You do the Hokey Pokey?
Not really, but you do want to move your body. That’s where yoga comes into play.
When you add a physical yoga practice to the mix, you begin to learn a new process of dealing with uncomfortable emotions that you used to avoid through engaging in addictive behavior.
Some yoga postures are intended to be challenging to the body: they maybe hard to get into or hold for a period of time.
But that’s the point.
In yoga, you are asked to stay fully in the moment when you are holding that balancing pose. In that moment, you allow all those nagging, frustrating thoughts to arise. But rather than succumb to them, you breathe through them. Using the techniques from your Mindfulness Meditation practice, you can actually learn to calm your mind and body so that you can remain composed in the posture.
A moving yoga practice can help you process all those deep-seeded feelings.
The fact that the body is in motion is quite therapeutic. Holding particular postures can also be a resourceful tool.
Many of the poses that we practice have their own meanings, interpretations, and histories. Although mythological, the lessons in these stories can be symbols for healing and growing, especially for someone who may be having a hard time.
Dig Yourself Out of the Ground, Warrior
Warrior 1: The background of this pose comes from the story of a warrior that was created from a lock of hair. The Lord Shiva tore a dreadlock from his head, tossed it into the mud, and a warrior emerged from the ground.
As you emerge out of the darkness of addiction, Warrior 1 can be the perfect yoga pose to embody that expression of the new self.
Stand with your right foot forward at the top of your mat. Your knee should be bent and aligned over your heel or ankle. Your left leg extends behind you in a lunge position. Your foot is turned at a 45 degree angle with the whole foot pressed into the mat. Your upper body is facing forward with your arms extending into the air. Hold the pose for 5 to 10 breaths. Imagine that you’re that warrior that was birthed from the ground. You’re ready to step into a new life. (Oh, don’t forget to do the pose on the other side.)
How Can a Fish Help Me Heal?
Fish Pose is another posture that has it’s own story.
One interpretation of the pose is that it represents the destroyer of diseases. Some consider addiction an illness so this pose seems appropriate.
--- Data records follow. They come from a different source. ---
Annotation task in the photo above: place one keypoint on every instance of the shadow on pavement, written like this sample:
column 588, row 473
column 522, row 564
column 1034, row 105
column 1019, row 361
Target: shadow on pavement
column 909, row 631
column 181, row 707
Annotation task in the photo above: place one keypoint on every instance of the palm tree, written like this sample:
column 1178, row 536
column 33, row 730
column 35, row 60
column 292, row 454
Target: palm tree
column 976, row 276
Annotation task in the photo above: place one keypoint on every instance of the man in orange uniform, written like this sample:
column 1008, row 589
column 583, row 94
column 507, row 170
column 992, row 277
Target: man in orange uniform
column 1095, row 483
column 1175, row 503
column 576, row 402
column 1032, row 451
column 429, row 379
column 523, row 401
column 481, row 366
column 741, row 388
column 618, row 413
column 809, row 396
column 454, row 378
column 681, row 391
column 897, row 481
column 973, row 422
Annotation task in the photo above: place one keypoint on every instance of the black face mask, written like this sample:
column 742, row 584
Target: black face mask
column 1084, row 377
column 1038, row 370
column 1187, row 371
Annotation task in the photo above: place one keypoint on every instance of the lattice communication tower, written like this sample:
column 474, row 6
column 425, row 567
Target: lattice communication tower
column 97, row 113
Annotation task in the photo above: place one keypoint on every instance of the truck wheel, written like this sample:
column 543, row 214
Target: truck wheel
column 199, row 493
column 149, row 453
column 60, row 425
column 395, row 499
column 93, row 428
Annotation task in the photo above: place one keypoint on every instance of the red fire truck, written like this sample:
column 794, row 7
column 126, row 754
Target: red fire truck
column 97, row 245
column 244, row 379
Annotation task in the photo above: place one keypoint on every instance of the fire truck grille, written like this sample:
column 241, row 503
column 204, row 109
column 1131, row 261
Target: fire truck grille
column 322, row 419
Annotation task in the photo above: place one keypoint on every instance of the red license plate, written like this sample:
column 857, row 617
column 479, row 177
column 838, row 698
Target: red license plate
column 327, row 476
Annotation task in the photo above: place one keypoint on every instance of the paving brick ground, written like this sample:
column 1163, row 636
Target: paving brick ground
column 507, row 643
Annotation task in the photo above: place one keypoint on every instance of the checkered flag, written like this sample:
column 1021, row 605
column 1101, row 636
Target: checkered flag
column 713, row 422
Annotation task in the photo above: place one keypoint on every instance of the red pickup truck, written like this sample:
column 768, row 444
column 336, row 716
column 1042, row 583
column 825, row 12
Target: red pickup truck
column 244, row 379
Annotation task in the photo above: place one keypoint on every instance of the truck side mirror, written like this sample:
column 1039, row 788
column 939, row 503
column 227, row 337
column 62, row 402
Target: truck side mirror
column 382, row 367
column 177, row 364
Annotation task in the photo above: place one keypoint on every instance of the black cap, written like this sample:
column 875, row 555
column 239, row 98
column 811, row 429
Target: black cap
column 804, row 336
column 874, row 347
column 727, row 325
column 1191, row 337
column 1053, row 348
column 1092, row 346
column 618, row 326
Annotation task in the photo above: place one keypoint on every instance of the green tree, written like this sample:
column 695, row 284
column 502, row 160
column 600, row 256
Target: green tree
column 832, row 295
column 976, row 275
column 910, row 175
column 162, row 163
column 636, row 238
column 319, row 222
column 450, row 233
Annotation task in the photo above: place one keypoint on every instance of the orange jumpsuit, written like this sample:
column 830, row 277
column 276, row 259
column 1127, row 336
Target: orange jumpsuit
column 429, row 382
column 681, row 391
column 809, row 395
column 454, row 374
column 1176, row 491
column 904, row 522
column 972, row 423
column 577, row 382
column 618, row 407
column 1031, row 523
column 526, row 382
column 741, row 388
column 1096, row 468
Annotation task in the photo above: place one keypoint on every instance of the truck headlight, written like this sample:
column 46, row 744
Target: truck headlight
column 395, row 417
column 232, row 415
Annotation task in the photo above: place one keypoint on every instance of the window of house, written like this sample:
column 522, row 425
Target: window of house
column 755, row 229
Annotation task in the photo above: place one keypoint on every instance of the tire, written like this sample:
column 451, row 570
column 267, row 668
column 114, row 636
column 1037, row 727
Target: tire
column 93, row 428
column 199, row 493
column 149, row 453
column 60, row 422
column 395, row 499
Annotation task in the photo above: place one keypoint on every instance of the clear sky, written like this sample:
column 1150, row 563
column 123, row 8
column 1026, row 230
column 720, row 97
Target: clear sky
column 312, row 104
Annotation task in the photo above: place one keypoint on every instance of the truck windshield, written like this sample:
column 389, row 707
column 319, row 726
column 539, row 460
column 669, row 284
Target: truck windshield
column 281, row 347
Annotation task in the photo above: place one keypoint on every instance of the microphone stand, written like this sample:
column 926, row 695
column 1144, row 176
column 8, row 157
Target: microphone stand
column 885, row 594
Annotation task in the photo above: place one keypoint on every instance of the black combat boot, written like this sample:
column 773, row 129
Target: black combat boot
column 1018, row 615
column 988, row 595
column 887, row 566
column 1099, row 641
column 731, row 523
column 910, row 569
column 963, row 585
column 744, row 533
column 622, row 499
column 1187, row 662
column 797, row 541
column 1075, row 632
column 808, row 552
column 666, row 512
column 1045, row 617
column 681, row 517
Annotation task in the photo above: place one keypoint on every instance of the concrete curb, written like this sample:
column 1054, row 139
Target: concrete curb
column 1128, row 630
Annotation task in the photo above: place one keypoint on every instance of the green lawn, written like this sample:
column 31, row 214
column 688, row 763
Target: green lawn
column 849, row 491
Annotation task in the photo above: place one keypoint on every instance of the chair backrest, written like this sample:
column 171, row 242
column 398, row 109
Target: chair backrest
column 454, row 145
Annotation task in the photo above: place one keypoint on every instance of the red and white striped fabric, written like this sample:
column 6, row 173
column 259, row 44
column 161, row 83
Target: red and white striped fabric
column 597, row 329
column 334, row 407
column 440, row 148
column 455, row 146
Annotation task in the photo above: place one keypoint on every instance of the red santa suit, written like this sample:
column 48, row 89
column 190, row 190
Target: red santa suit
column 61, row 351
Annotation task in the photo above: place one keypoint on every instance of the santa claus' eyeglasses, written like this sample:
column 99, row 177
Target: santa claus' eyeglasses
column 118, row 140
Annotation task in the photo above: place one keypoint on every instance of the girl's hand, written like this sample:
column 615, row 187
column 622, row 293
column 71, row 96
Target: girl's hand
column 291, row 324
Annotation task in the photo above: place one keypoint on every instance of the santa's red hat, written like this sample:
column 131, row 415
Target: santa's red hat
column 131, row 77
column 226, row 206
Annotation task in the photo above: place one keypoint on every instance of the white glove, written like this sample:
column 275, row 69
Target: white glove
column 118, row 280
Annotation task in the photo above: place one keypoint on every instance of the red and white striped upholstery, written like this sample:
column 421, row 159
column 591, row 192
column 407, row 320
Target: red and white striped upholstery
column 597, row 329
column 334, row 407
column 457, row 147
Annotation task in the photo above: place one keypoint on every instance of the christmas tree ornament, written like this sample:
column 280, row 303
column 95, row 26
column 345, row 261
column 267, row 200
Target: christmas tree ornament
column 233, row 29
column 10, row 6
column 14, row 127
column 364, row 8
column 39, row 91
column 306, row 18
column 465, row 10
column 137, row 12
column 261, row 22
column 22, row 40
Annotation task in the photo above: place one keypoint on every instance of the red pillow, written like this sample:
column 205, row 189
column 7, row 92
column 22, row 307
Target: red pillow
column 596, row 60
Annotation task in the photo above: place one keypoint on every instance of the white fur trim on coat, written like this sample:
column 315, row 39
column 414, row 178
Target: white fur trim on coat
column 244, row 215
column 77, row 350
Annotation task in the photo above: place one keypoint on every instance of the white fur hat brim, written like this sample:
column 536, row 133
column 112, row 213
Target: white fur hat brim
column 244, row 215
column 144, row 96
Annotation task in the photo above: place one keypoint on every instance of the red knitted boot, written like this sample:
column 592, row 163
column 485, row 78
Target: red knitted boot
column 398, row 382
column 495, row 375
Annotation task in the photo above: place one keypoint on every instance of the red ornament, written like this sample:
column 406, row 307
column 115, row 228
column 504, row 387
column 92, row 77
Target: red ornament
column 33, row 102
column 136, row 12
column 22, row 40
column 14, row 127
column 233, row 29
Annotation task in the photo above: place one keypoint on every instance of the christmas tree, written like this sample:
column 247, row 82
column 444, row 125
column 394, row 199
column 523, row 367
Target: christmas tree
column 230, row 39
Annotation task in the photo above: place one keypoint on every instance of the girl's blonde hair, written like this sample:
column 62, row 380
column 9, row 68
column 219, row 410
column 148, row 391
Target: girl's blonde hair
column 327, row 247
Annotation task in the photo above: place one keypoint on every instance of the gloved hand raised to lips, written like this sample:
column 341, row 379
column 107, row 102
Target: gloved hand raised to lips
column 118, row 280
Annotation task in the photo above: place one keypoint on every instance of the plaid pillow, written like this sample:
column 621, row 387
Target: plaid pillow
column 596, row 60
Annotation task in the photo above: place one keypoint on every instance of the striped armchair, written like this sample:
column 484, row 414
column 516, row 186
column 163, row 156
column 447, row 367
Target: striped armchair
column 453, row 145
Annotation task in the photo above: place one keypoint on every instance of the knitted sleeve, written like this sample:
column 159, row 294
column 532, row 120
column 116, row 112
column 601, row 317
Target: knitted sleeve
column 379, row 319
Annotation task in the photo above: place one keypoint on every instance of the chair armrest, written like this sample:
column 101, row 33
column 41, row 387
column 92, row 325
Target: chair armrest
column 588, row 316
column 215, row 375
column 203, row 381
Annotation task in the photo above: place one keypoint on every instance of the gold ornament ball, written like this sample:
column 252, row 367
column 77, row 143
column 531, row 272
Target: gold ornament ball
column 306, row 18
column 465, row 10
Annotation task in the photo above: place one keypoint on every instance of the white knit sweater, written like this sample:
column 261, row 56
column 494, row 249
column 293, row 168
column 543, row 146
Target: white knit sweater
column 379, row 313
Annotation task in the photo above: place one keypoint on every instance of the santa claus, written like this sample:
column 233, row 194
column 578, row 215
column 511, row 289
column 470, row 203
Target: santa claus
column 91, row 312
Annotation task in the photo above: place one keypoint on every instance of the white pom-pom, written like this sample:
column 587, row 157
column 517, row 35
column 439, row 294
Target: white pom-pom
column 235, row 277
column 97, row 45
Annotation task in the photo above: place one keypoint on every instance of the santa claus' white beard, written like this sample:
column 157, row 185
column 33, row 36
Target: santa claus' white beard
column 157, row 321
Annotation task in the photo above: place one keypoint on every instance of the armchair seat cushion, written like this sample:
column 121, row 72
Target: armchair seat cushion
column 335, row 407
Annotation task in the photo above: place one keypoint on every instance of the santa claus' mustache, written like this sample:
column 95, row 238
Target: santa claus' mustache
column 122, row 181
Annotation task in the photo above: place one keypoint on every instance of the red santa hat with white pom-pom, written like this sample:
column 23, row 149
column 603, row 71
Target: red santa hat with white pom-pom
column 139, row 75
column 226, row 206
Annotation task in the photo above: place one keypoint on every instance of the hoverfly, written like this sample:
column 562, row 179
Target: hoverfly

Start this pose lying on your back: legs extending out in front of you on your mat with your arms down by your side. You’ll want to get your arms underneath you for this. Gently rock left and right until you’re able to get your arms and shoulders mostly underneath you. You’ll end up sitting directly on your hands (palms down.). Now, press your elbows into the floor to raise your upper body. (Imagine you’re in lounge chair that was lying flat, but you’re adjusting it up to about 45 degrees.) You’ll be propped up on your elbows. Tip your head back and allow the top of your head to rest softly on the mat. (The wall behind you will appear upside down.)
This pose is related to healing diseases because it was thought that illness was associated with the spine.
So, by bringing health to your spine, you can send that sensation throughout the body.
Fish Pose is a back bend that definitely effects the spine. Hold the pose for 5 to 10 breaths to get the full healing nature of the experience.
These are just a couple of poses that can bring enlightenment to someone who is dealing with the hardship of addiction.
There are many other poses that be added to this process. But mainly, a little bit of breath work and a little bit of yoga movement can go a long way, baby!